Condor, qui a décidé de sortir le 31 juillet MaXXXine, un hommage aux films d’horreur des années 1980, a adopté un raisonnement similaire pour séduire les fans du genre. « MaXXXine devait sortir plus tard mais on s’est dit qu’il y avait un truc à faire. On est prêt à sacrifier nos vacances. Il faut aller au cœur de la mêlée », s’exclame Alexis Mas.

« La période va hyper bien à ce film et il peut à la fois plaire au grand public et aux cinéphiles », poursuit le distributeur, qui est connu pour ses prises de risque souvent payantes. « On sort MaXXXine sur 300 copies en contre-programmation pour aider aussi les réseaux art et essai. Et il y a toujours une demande! »

« Blockbuster à la française bien produit », Largo Winch 3 s’adresse aussi à un public avide de divertissements estivaux, et restera tout l’été à l’affiche, insiste David Baudry. « On sait aussi faire des films d’action en France. On croit en lui. C’est un vrai film d’été. Comme la franchise est forte, ce sera la sortie de la semaine. »
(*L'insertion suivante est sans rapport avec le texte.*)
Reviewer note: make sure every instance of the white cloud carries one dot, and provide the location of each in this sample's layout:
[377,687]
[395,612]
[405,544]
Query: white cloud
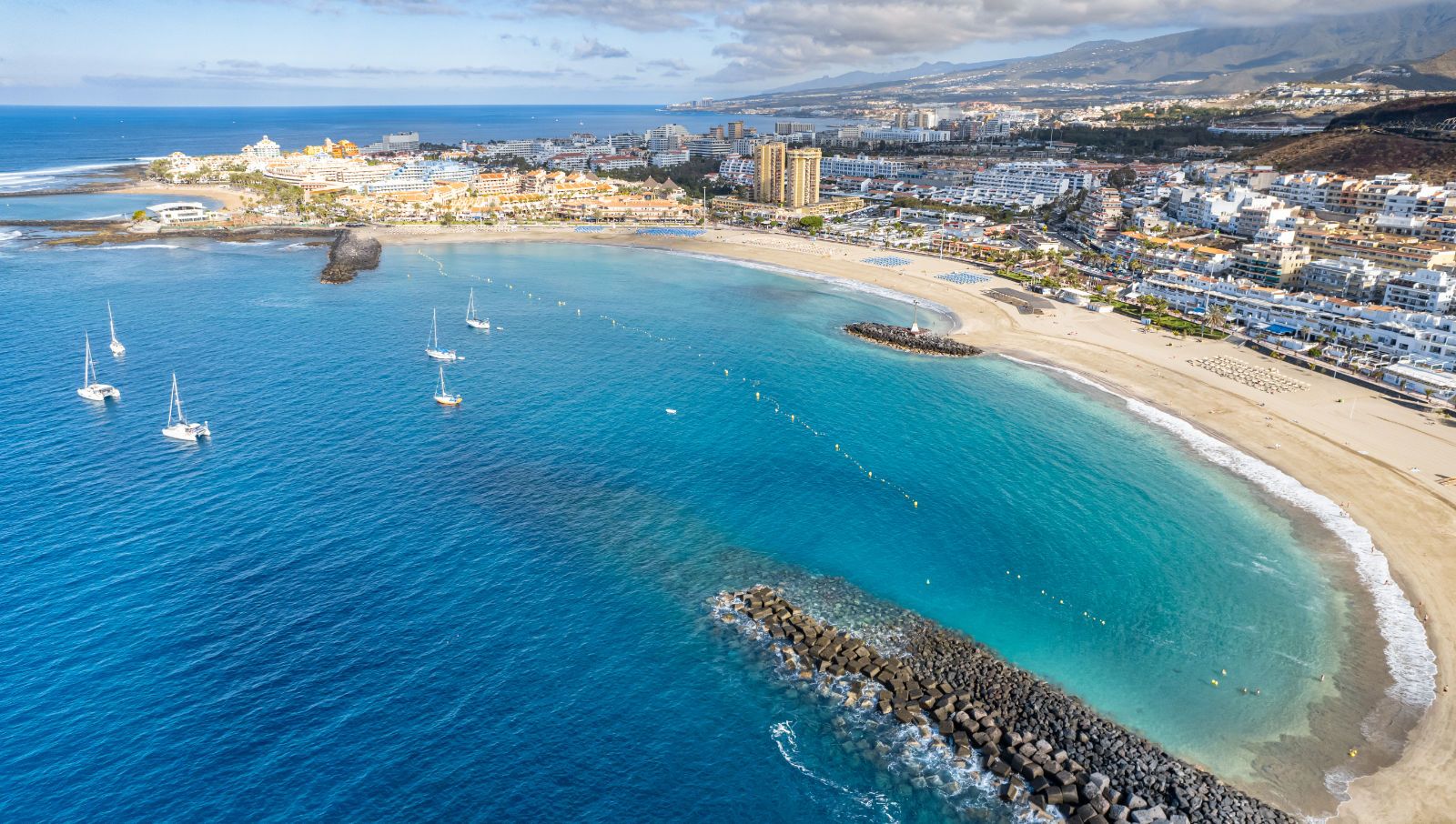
[784,38]
[592,47]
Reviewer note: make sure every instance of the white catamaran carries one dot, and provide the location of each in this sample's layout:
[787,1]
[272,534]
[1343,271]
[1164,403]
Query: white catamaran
[433,349]
[178,428]
[116,346]
[443,397]
[92,389]
[470,319]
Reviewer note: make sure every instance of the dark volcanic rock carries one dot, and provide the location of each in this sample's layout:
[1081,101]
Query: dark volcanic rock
[903,338]
[1070,758]
[351,254]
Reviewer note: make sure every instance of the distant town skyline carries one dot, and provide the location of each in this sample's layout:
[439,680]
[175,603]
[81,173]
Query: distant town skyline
[455,51]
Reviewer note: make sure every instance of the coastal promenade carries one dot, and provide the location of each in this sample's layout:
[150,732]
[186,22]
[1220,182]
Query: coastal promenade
[1376,459]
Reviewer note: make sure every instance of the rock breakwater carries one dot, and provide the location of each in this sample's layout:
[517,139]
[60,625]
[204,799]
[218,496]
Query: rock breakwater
[1046,749]
[349,254]
[912,341]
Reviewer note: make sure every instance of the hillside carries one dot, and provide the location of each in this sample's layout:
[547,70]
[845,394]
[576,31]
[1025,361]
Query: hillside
[1412,114]
[1361,153]
[1411,41]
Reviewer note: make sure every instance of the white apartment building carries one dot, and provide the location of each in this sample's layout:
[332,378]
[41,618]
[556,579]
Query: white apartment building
[616,162]
[1351,278]
[739,169]
[892,135]
[1427,339]
[670,157]
[863,166]
[1423,290]
[977,196]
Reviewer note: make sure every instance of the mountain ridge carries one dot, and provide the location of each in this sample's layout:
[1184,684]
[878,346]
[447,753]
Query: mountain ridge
[1210,60]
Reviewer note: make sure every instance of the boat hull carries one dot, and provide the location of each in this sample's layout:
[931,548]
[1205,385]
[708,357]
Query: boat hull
[188,433]
[99,392]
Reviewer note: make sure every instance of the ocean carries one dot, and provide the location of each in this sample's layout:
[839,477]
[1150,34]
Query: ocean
[353,603]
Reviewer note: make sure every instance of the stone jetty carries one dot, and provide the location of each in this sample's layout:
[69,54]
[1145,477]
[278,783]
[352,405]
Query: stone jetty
[912,341]
[349,254]
[1047,750]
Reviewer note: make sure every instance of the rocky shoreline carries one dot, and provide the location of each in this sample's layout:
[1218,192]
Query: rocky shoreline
[912,341]
[349,254]
[1047,750]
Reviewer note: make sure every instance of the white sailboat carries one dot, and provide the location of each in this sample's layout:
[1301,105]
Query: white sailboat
[470,319]
[178,428]
[94,389]
[443,397]
[433,349]
[116,346]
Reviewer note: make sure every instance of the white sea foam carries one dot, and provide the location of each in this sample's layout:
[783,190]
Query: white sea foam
[1407,651]
[788,744]
[38,178]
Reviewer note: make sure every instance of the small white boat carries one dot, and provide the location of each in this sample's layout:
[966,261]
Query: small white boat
[94,389]
[433,349]
[116,346]
[443,397]
[470,319]
[178,427]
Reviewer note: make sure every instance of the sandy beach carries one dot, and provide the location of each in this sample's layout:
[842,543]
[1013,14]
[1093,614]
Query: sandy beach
[1380,460]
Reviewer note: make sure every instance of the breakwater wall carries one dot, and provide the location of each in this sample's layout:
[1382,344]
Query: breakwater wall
[903,338]
[1047,749]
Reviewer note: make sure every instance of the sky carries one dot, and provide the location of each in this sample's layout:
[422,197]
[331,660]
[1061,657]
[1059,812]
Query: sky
[538,51]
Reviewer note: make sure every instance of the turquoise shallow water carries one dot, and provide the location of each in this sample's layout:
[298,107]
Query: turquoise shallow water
[357,603]
[80,207]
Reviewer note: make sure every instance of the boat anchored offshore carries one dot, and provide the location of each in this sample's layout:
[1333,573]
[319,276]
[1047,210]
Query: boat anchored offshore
[116,346]
[470,319]
[443,397]
[433,349]
[94,389]
[178,427]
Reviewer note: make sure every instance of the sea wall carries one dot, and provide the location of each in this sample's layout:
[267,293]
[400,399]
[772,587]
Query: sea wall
[1047,749]
[349,254]
[903,338]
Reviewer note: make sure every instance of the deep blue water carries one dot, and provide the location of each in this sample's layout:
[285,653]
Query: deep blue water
[357,605]
[69,140]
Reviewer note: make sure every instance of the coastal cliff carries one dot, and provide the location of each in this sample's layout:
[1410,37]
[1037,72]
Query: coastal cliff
[903,338]
[349,254]
[1046,749]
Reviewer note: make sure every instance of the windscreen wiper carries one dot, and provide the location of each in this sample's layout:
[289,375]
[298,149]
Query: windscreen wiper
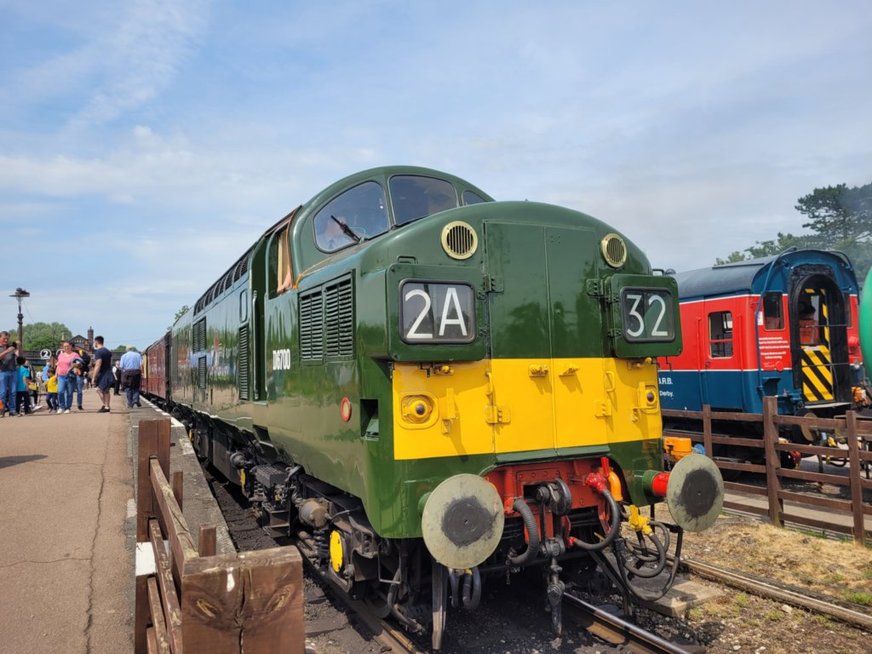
[350,233]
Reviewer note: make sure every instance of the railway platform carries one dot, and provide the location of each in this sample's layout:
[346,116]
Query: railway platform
[68,519]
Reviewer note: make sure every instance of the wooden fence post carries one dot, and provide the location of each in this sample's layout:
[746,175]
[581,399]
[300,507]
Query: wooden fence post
[154,440]
[773,460]
[707,429]
[856,481]
[256,600]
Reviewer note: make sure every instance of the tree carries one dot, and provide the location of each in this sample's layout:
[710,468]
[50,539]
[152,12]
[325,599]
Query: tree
[43,335]
[769,248]
[838,214]
[181,312]
[839,217]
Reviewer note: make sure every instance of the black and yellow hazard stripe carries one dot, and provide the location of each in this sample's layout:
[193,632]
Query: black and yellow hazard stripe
[817,374]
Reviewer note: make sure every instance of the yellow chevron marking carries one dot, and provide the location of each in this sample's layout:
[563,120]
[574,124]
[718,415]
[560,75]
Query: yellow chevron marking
[817,377]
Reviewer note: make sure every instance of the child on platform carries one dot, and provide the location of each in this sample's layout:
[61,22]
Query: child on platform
[51,390]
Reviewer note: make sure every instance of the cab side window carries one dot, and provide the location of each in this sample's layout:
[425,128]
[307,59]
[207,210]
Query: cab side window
[721,334]
[356,215]
[281,275]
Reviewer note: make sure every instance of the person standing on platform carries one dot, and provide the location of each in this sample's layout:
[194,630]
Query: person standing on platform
[116,371]
[66,385]
[103,377]
[80,379]
[131,375]
[51,390]
[8,375]
[23,392]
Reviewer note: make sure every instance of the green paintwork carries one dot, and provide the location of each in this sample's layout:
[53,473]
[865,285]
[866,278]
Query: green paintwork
[531,275]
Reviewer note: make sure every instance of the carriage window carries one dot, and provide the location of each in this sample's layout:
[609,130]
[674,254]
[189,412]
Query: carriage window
[354,216]
[721,334]
[773,318]
[414,197]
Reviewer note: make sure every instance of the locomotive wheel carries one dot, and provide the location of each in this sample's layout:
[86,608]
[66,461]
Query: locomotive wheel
[462,522]
[695,493]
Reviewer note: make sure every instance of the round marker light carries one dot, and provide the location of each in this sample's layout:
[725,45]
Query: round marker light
[345,409]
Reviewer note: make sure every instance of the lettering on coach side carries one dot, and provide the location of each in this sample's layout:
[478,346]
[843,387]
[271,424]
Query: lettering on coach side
[281,359]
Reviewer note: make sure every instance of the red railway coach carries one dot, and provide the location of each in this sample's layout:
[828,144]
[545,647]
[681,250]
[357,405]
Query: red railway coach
[784,326]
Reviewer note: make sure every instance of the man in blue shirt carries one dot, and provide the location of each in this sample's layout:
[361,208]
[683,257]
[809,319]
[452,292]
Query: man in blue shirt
[8,375]
[131,375]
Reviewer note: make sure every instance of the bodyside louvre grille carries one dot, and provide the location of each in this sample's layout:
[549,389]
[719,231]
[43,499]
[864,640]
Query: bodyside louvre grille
[339,320]
[242,371]
[311,326]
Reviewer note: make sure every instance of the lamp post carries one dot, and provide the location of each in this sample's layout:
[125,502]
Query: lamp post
[20,293]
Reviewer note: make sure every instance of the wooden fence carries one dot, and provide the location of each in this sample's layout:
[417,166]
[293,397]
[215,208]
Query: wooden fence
[248,602]
[857,433]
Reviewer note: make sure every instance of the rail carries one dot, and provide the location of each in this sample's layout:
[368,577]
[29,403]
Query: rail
[196,601]
[855,431]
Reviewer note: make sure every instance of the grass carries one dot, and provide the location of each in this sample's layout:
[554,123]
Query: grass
[859,597]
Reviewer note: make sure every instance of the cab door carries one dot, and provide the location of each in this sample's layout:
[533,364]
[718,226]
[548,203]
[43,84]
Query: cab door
[520,386]
[813,345]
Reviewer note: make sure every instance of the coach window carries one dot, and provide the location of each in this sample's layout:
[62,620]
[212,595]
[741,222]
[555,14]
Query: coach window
[356,215]
[773,318]
[721,334]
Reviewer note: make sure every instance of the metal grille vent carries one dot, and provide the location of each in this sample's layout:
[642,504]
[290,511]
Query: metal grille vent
[242,370]
[311,326]
[614,250]
[459,240]
[339,320]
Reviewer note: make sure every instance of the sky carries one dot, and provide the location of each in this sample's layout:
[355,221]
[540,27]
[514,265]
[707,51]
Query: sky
[145,144]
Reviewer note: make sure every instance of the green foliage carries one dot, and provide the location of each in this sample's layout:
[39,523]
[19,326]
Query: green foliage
[839,217]
[770,248]
[181,312]
[42,335]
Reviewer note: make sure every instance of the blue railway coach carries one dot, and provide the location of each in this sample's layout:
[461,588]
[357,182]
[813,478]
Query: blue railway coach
[784,326]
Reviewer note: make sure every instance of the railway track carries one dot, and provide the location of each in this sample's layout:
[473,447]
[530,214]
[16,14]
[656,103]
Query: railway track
[617,631]
[780,592]
[339,623]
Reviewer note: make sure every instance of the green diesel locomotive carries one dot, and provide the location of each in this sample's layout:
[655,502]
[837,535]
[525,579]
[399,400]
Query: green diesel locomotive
[429,389]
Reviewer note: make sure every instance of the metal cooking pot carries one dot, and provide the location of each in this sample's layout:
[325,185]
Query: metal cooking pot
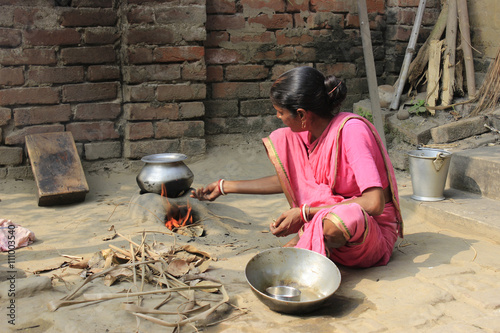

« L’été n’est plus du tout une espèce de punition comme ça l’a été autrefois », complète Alexandre Charlot, co-réalisateur du Larbin. « Grâce aux spots TV, on peut continuer la promo d’un film, alors qu’avant ça condamnait un peu un film quand on le sortait quand les programmes TV étaient tous partis en vacances. »

Capter un public jeune

L’organisation des JO touche par ailleurs principalement la capitale. « Ailleurs en France, la problématique des JO est assez peu présente », explique Marc-Olivier Sebbag. « Les JO étant un événement, il faut aussi créer des événements en salles pour se distinguer, pour que les médias parlent de ce qu’il y a dans les salles de cinéma. »

« Il y a une vraie inconnue sur Paris avec la circulation qui peut être compliquée et des salles qui ferment (du réseau Sophie Dulac, NDLR) mais dans le reste du pays, il n’y aura pas de problème de fréquentation », insiste Alexis Mas. « Il y a certes ce problème d’espace médiatique mais c’est arrivé à d’autres périodes et ça ne nous fait pas peur. »

Plus que les JO, c’est l’Euro qui a effrayé les films estivaux. Presque Légal s’est décalé mi-juillet pour éviter l’effervescence du championat de football. Son réalisateur Max Mauroux espère séduire le public des 12-25 ans avec cette comédie qui aborde de manière burlesque la question de la place des jeunes sur le marché du travail.

La société Jokers cherche aussi à capter un public jeune avec sa comédie décalée Zénithal, qui mêle kung fu, combat féministe et réflexion sur les couples modernes. Elle a choisi la date du 21 août pour éviter non seulement les événements sportifs estivaux mais aussi les examens des spectateurs vingtenaires.

« Ça nous a paru la bonne fenêtre, loin des partiels et de la rentrée pour que ça soit une sortie insouciante et en faire un bon rendez-vous pour ce public qui a entre 20 ou 30 ans », espère son réalisateur Jean-Baptiste Saurel. « J’espère que la curiosité l’emportera malgré l’actualité. »

« Besoin de sincérité »

Une chose est sûre: le public encense plus que jamais les œuvres feel good ou du moins celle qui traitent leur sujet avec sincérité. Zénithal, qui ne ressemble à aucun autre film, et aborde « avec une vraie réflexion de fond », les grands sujets de notre temps, peut tirer son épingle du jeu dans « ce trop-plein de divertissement », espère son réalisateur.

« On vit une époque où les gens ont besoin de sincérité », insiste Léa Lando, qui s’est inspirée de l’histoire de son propre père pour Super Papa. « J’espère que notre film fera du bien à tout le monde. C’est toujours bien de faire une petite pause dans les vacances pour voir un film avec de l’amour, de la comédie, du sourire et de l’émotion. »

Le Larbin a lui aussi un atout majeur: Clovis Cornillac et Marc Riso, deux acteurs d’Un p’tit truc en plus, le succès de l’année. « Clovis fait une composition géniale et Marc a un potentiel comique incroyable doublé d’une humanité folle », vante Franck Magnier. « Ce sont les deux moteurs comiques de notre film. » Rien de tel pour affronter les JO.